Tracy Morgan is the God all New York loudmouths deserve on Jimmy Kimmel Live

Tracy Morgan is the God all New York loudmouths deserve on Jimmy Kimmel Live
Tracy Morgan is God Screenshot:

For Brooklyn native Jimmy Kimmel, coming home for a week of shows has brought the refreshing hot blast of New Yorkers’ particular brand of abusive hospitality along with a parade of New York-based guests. Calling New York essentially “the original Twitter,” in that “people feel comfortable yelling at each other on the street,” Kimmel cut to one recent viral example of same, showing the heavily-memed clip of that blaring, abusive little motormouth who decided to rail against all women at a local bagel establishment just because they inexplicably don’t want to date a bullying, self-aggrandizing little creep whose hobby is apparently filming himself making other New Yorkers’ days miserable via hectoring, sometimes racist rants.

One might ask why Kimmel then spent some 11 minutes, several on-location spots (including a testimonial from Sugar Ray Leonard, for some reason), one photoshopped poster for a fake Broadway musical about said embodiment of entitled white male inadequacy, multiple costume changes, and, finally, a lavishly expensive-looking full-on musical number about that time a jerk got his ass beat in a bagel store. Well, blowing up insignificant viral nonsense for outsized comedy bits is sort of a late-night staple, for one thing. For another, maybe longtime Broadway musical star Jason Alexander had some free time and/or some leftover George Costanza impotent rage to let out. And at least some of New York’s always-scrambling musical theater actors got to put “played singing, dancing bagel” and “stilt-walking” on their résumés.

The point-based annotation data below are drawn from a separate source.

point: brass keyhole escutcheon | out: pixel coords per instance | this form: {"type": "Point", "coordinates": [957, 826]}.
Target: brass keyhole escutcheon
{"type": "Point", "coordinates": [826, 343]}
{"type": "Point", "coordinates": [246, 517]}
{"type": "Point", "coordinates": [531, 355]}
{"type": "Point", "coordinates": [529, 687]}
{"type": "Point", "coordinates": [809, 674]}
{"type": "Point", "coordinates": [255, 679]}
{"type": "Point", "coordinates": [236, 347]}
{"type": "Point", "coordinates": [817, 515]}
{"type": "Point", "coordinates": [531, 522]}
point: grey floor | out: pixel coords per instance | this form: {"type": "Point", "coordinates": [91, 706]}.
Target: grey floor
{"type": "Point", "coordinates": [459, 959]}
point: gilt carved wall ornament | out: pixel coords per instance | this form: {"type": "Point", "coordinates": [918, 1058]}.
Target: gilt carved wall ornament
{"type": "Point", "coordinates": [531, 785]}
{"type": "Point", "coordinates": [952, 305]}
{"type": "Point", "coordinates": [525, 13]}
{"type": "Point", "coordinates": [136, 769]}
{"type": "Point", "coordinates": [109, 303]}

But no oversized piece of Brooklyn lunacy would be complete without Kimmel’s pal Tracy Morgan, who, upon Alexander’s runty loudmouth’s self-pitying cry of exhibitionist despair over his short stature, appeared on high in the Brooklyn Academy Of Music rafters—as God. (It makes a certain amount of sense, considering the state of things.) Sprinkling confetti and sporting the requisite glorious silver wig, Morgan’s disdainful deity granted Alexander’s jackass his greatest wish (via a nifty pair of hydraulic stage pants) although not before echoing the thoughts of everyone everywhere by belowing, “Quit your bitching, Pee Wee. I can’t take your bagel bullshit any more.”